2.75k stars 366 forks source link

Self contained testing.mock_data for TFDS datasets #351

Open taiya opened 4 years ago

taiya commented 4 years ago

Currently, storing dataset info in tensorflow_graphics/datasets/testing/metadata breaks the "self-contained" style we are following for TFDS datasets stored within TFG.

We should modify the logic of the mock run so that tensorflow_graphics/datasets/testing/metadata/model_net40/1.0.0/dataset_info.json can be stored in something like tensorflow_graphics/datasets/model_net40/dataset_info.json.

CC'ing @rsepassi so he can provide some pointers on how to fix this?

rsepassi commented 4 years ago

cc @Conchylicultor

More info here would be helpful.

Is it that you'd like for the filepath to be different? What do you mean by the "self-contained" style? What's the "mock run"?

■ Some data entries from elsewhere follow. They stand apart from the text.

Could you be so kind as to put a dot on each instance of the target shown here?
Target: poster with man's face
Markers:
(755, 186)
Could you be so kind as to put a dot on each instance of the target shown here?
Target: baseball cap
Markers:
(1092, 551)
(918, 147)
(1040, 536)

taiya commented 4 years ago

In the main TFDS repo, checksums are stored in tensorflow_datasets/checksums, while here we are storing it in the dataset folder, e.g. tensorflow_graphics/datasets/modelnet40/checksums.

That is, in TFG, all of the files for a dataset are contained within its folder (and subfolders). I interacted with Etienne to getting this workflow up and running a few weeks ago.

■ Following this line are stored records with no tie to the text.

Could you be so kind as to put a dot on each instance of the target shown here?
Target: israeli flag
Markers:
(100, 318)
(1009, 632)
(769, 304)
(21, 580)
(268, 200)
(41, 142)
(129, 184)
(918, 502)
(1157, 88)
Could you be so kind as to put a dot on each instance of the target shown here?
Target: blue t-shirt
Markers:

@jackd now also added tfds.testing.mock_data in #310, but doing so requires: 1) the creation of a dataset_info.json (which is not great for contributors, but "ok" for now) 2) the dataset_info.json for all datasets to exist within a single folder (for all datasets); in our case we are using tensorflow_graphics/datasets/testing/metadata

rsepassi commented 4 years ago

Ok, so sounds like you and @Conchylicultor have discussed this previously; what was the conclusion of the discussion, or work that was considered/started? (If there's a related GitHub issue, please link; also Etienne can chime in here).

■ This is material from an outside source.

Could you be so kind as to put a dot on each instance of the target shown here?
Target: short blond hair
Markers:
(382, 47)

taiya commented 4 years ago

No, only discussed with Etienne, not @Conchylicultor.

There are two separate things that would be nice: 1) give the user the ability to choose where the metadata is stored (similar to tfds.download.add_checksums_dir(_CHECKSUM_DIR), I guess) 2) allow a mock_data workflow where the data is programmatically define within the test file (so not to have to depend on deployed data)

Feel free to reach out on GVC if you want to discuss in details ;)

Conchylicultor commented 4 years ago

For info, @Conchylicultor == Etienne,

I agree about those two points. I tried to answered by mail with more context. I can try to look at 1 by the end of the week/early next week.